Black Piranha And Megapiranha Hold Record For Most Powerful Bite
In an attempt to calculate the bite force of the extinct Megapiranha, an international team of marine biologists have said the modern-day black piranha, along with its extinct counterpart, have the most powerful bite of any apex predator, for its body size.
According to a new study in the journal Scientific Reports, researchers have recorded the first bite-force measurements taken from wild specimens of the largest species of carnivorous piranha, the black piranha.
In the study, the team of scientists collected 15 black piranha specimens from Xingu and Iriri tributaries of the Amazon River in Brazil using nets and fishing techniques. To minimize their impact on the fish and maintain their integrity, the scientists used barbless hooks and conducted bite-pressure tests immediately after the fish were caught.
According to the report, the fish “readily performed multiple defensive bites with the transducer placed between the tips of the jaws.”
Some fish were dissected in the field to examine and record the morphology of their jaws.
These observations allowed the scientists to describe the underlying physiology of the jaws that gives this creature the ability to bite with a force of over 30 times greater than its body weight. The large, yet short, muscle mass in the black piranha’s jaw and highly specialized jaw-closing lever allows the fish to chomp down with remarkable force.
Based on the data collected from the black piranha, the researchers made conservative estimates about the bite force of the much larger, but extinct, Megapiranha. Without definitive fossil evidence, the team had to assume the extinct piranha and the black piranha, a close evolutionary relative, shared a similar jaw physiology.
They determined the extinct fish bit down with a force four times greater than the largest black piranha. They also found the Megapiranha would have been able to bite into a bovine femur with no problem. Turtles and armored catfish, two of the Megapiranhas contemporaries, would have stood little chance against the crushing bite.
Inspired by their calculations, the authors of the report wondered—what exactly were these fish eating that required such a strong biting force?

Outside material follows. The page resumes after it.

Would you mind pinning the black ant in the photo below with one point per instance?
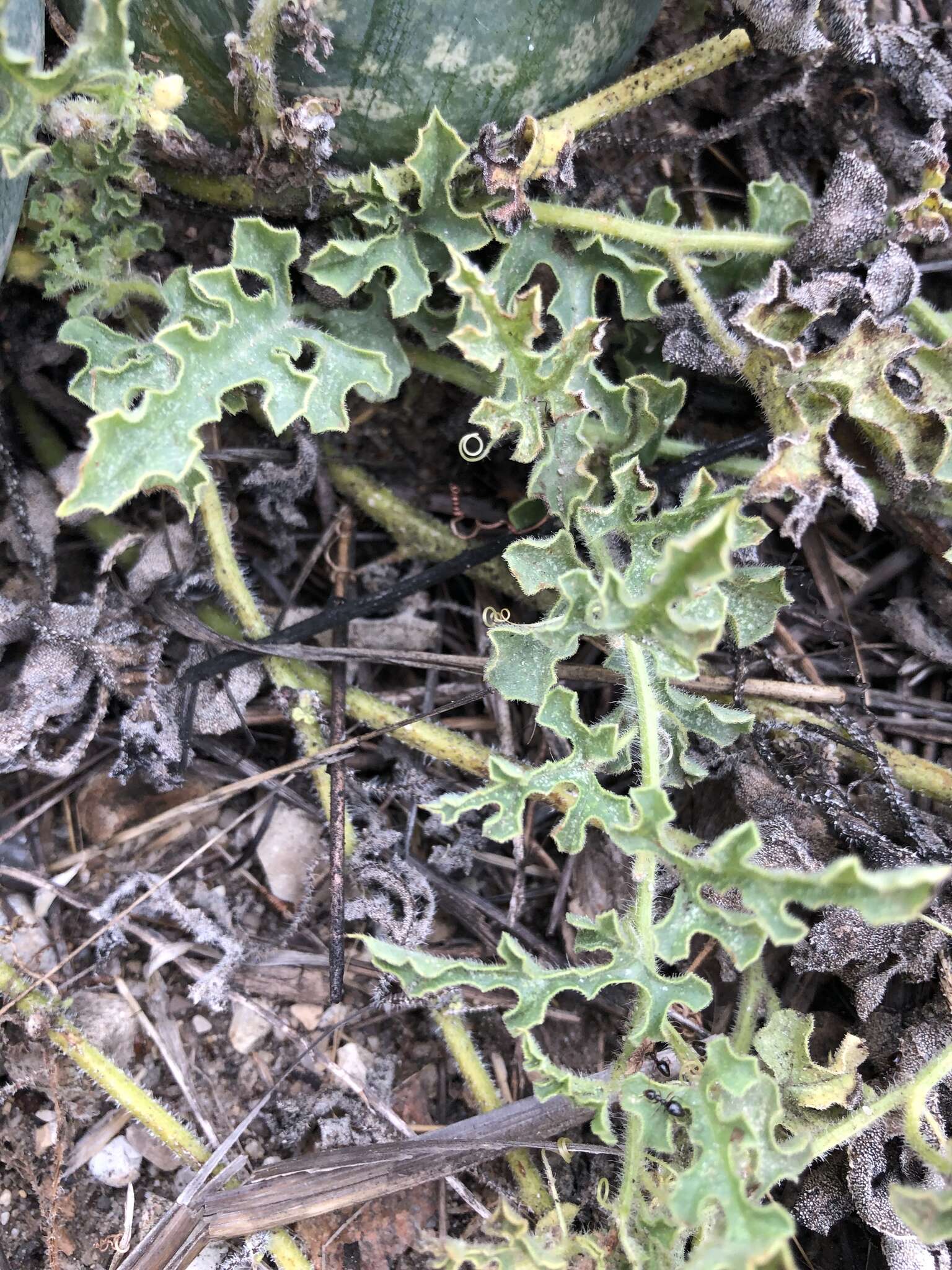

“Did Megapiranha use their strong jaws and novel dentition to not only slice into their prey’s compliant flesh, but also crush through their stiff bones? Our bite simulations indicate Megapiranha’s hybrid teeth were indeed capable of transmitting sufficient bite pressure to generate micro-fractures in robust cortical mammalian bone as well as complete mechanical failure of thinner vertebrate bony tissues,” the authors wrote in their report.
Based on the known tooth morphology of Megapiranhas, the scientists posited the big fish did indeed hunt turtles and bony fish.
The fieldwork portion of the study was organized and filmed by National Geographic. Some of the footage shot in the field was used in a program called Megapiranha, which aired on the National Geographic Channel.
“It was very exciting to participate in this project, travel one more time to the Amazon to be able to directly measure bite forces in the wild,” Guillermo OrtÃ, a George Washington University Professor of Biology, said in a statement. “I learned a lot of biomechanics from my colleagues while collecting valuable specimens for my own research.”(af/angler)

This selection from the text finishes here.